Current oil prices are not spurring ample new production or investment in exploration, potentially leading to a volatile pricing environment as demand continues to increase. The world could soon see a recurrence of very high oil prices with growing demand (via World Oil).
The International Energy Agency (IEA) says the global oil glut is shrinking due to strong demand and production declines in OPEC and non-OPEC countries. Traders say we may see a near-term price pullback, giving hedge funds a chance at a breakout to the upside. WTI crude oil is up over $50.00 today (via FXEmpire.com).
The International Energy Agency (IEA) reported Wednesday that global oil supplies dropped by 720,000 barrels per day in August. The agency forecasts oil demand growth of 1.6 million barrels per day for the full year. WTI crude oil is up this morning to a one-month high of $49.81 (via The Wall Street Journal).
For the first time in four months, global oil supplies have fallen as demand has increased -- with WTI crude futures climbing to $49.28. The International Energy Agency (IEA) has revised demand estimates from 1.5 million barrels per day in July to 1.6 million barrels per day in September (via The Wall Street Journal).
The impact on oil use caused by Hurricane Harvey is expected to exceed the negative impact brought on by Irma. Ongoing recovery efforts for both storms should create additional demand for oil, offsetting the negative impact seen over the past few weeks. Meanwhile, WTI crude prices are up this morning to over $48.00 (via World Oil).
Oil will continue to trade within a tight price range as Irma moves across Florida. Over the weekend, OPEC discussed the possibility of extending its oil output cut beyond the March 2018 expiration, which should prove supportive for crude prices. Concurrently, gasoline futures have rallied at a two-year high of more than $2 per gallon.
Taking a short-term view, traders have cited Irma for a recent 3 percent drop in oil prices. Brent crude loss has been modest, finishing at $53.78 just one day after being at their highest levels since mid-April (via MarketWatch).

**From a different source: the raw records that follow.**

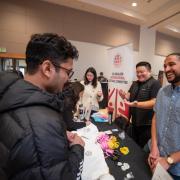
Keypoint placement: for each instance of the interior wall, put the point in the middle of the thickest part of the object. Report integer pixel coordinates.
(93, 54)
(20, 19)
(166, 44)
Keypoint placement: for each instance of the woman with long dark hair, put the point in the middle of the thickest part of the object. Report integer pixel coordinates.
(93, 92)
(72, 94)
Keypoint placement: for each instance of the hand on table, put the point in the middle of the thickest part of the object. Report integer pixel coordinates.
(131, 104)
(163, 162)
(88, 123)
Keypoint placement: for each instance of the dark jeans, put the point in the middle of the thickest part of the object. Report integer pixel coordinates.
(141, 134)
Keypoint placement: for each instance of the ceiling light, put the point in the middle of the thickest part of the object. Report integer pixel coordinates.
(134, 4)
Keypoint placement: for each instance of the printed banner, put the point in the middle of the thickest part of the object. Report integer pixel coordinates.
(120, 75)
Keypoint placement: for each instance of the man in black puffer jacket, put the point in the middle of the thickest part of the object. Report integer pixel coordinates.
(34, 144)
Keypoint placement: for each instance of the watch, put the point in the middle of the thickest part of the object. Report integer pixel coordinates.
(170, 160)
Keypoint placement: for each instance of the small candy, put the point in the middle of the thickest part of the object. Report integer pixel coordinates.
(119, 164)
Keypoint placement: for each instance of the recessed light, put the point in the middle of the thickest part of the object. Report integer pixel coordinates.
(134, 4)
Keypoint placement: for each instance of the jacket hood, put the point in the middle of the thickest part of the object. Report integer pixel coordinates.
(16, 93)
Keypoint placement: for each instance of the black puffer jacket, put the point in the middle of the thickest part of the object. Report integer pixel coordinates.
(33, 141)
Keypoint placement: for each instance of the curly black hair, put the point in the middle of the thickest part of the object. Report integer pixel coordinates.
(48, 46)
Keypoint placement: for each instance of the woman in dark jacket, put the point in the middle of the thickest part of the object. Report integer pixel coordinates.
(72, 93)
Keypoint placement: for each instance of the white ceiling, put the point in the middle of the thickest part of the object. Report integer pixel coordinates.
(162, 15)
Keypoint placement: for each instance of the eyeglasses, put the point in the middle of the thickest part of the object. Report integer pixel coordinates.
(69, 72)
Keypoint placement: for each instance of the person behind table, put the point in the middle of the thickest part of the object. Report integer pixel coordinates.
(93, 92)
(72, 94)
(165, 145)
(101, 77)
(32, 132)
(141, 99)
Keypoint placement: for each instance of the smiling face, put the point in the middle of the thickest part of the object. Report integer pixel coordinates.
(90, 76)
(172, 69)
(143, 73)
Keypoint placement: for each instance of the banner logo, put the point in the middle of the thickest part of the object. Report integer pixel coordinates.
(117, 60)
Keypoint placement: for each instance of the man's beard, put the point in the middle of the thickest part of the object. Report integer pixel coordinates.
(175, 80)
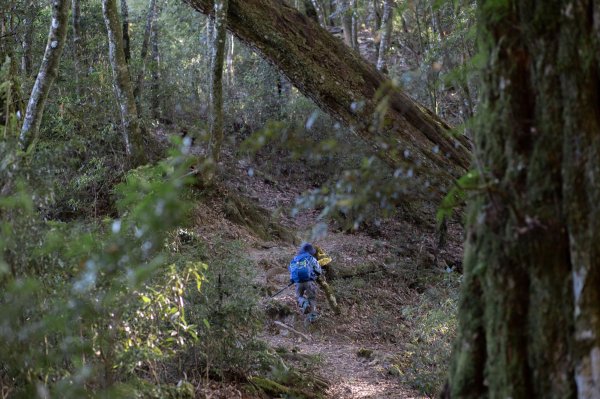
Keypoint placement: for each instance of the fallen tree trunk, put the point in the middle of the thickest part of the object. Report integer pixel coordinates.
(400, 131)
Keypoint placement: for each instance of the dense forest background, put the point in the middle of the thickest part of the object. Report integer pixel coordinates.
(159, 167)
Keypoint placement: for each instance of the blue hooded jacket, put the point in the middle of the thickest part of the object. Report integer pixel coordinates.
(307, 251)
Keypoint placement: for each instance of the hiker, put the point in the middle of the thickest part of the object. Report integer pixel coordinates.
(304, 270)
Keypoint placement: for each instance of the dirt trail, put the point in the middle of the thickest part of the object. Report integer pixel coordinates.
(335, 340)
(371, 319)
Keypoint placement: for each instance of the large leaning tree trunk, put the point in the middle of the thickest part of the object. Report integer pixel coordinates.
(529, 319)
(130, 124)
(47, 73)
(343, 84)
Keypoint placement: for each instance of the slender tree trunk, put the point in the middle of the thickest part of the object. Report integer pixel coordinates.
(11, 99)
(137, 91)
(354, 24)
(386, 34)
(216, 78)
(155, 74)
(125, 29)
(76, 21)
(47, 73)
(345, 12)
(131, 131)
(348, 87)
(28, 30)
(310, 10)
(229, 62)
(529, 320)
(320, 12)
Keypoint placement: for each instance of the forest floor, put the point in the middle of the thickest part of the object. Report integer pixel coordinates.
(359, 350)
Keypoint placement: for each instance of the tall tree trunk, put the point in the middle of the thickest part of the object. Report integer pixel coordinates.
(216, 78)
(11, 99)
(311, 11)
(130, 125)
(155, 74)
(385, 34)
(529, 320)
(229, 61)
(76, 20)
(320, 12)
(28, 30)
(348, 87)
(344, 11)
(137, 91)
(125, 29)
(354, 25)
(47, 73)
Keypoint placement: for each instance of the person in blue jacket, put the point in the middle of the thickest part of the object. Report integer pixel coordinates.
(304, 270)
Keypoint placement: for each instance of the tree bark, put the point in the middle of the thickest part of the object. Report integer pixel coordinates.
(131, 131)
(385, 34)
(216, 78)
(137, 91)
(28, 29)
(529, 319)
(345, 12)
(405, 135)
(47, 73)
(125, 30)
(76, 21)
(155, 74)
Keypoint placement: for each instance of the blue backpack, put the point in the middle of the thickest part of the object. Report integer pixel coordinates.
(301, 269)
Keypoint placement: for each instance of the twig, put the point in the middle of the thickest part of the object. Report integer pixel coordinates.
(280, 324)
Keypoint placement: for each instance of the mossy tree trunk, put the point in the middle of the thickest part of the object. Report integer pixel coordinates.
(404, 134)
(47, 73)
(529, 319)
(131, 131)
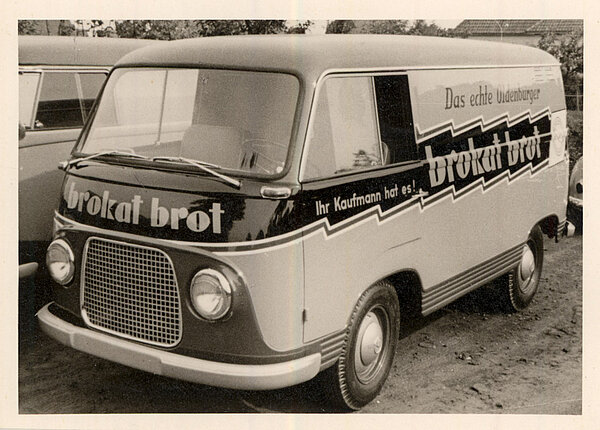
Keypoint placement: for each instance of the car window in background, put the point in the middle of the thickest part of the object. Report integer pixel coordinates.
(90, 87)
(28, 86)
(59, 102)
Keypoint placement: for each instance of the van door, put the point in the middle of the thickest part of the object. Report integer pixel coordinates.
(361, 179)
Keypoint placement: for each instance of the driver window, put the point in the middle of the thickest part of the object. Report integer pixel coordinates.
(344, 134)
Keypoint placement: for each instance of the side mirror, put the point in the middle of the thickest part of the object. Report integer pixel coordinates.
(21, 131)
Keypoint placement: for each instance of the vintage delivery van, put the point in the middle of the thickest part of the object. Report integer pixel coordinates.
(59, 79)
(248, 212)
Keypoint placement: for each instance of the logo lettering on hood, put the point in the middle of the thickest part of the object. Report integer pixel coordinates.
(129, 211)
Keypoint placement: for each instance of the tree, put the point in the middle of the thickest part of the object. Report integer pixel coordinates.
(339, 26)
(568, 49)
(182, 29)
(399, 26)
(299, 28)
(421, 28)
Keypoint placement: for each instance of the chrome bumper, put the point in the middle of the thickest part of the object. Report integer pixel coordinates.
(159, 362)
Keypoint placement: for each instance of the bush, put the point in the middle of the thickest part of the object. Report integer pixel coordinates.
(575, 124)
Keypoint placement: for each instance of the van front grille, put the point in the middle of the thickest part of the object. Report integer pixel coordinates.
(130, 291)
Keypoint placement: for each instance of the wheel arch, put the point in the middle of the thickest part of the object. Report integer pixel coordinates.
(549, 225)
(409, 290)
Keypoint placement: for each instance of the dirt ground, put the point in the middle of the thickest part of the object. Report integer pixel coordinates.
(466, 358)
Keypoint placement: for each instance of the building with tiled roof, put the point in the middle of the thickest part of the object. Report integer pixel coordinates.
(521, 31)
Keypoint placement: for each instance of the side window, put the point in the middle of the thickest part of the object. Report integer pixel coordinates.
(90, 87)
(59, 102)
(28, 87)
(344, 134)
(395, 118)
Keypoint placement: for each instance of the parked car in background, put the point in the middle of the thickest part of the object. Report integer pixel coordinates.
(575, 208)
(59, 78)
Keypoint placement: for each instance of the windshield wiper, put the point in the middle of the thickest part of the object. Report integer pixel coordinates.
(75, 161)
(202, 165)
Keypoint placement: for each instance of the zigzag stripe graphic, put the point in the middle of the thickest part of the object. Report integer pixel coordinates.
(479, 121)
(324, 227)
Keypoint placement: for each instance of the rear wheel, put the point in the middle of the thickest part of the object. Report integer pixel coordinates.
(522, 282)
(368, 350)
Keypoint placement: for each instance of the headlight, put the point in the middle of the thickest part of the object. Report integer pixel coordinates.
(60, 261)
(211, 294)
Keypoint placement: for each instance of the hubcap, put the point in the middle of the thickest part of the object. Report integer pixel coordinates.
(369, 349)
(526, 267)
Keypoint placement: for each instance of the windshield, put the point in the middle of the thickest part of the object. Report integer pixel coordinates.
(235, 120)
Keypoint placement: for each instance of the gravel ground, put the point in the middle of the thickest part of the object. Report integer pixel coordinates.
(466, 358)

Hurricane Harvey has been no match for Valero Energy's Gulf Coast refineries. All five locations are returning to their normal capacity of 1.1 million barrels per day, with two locations having never ceased production (via Reuters).

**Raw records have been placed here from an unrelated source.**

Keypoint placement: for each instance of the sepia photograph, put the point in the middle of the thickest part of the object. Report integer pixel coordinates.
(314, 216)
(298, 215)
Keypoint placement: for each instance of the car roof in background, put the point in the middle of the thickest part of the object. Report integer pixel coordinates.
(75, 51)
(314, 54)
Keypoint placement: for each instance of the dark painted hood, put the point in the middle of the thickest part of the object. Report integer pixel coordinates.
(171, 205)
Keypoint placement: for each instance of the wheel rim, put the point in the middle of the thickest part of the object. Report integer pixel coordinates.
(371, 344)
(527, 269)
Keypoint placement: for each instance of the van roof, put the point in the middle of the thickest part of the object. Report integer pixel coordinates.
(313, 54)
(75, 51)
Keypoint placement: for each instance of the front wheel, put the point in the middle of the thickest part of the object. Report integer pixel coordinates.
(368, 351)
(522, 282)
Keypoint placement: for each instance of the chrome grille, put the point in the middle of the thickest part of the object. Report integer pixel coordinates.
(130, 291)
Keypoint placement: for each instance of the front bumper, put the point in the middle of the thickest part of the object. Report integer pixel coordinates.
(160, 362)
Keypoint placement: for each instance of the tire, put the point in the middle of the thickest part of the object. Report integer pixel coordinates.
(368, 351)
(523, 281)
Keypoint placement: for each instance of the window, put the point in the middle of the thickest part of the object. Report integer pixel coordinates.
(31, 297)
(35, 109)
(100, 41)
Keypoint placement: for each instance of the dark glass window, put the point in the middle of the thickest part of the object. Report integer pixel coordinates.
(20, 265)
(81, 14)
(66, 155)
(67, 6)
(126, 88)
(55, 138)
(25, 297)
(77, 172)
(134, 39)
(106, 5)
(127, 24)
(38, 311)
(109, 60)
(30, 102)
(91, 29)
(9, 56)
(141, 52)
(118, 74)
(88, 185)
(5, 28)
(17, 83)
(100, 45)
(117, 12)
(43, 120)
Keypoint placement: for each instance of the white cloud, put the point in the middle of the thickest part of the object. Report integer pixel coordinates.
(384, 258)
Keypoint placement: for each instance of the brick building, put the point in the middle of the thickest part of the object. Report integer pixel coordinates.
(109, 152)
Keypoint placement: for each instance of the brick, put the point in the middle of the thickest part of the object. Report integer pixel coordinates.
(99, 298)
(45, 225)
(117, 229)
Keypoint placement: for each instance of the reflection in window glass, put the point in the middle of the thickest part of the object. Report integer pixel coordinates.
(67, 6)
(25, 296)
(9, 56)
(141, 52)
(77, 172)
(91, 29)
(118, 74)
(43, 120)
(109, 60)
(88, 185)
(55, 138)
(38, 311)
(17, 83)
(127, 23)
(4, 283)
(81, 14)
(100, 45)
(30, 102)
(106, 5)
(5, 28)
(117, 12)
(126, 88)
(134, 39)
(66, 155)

WTI crude prices were at $49.06 per barrel this morning, still close to their highest level in more than three weeks and down only marginally. This pricing is despite damage to certain infrastructure in the heart of the oil and gas industry affected by the landfall and continued threats to U.S. West.
Analysts are projecting that demand may continue to be distorted as multiple weather systems threaten crude shipments across the Caribbean.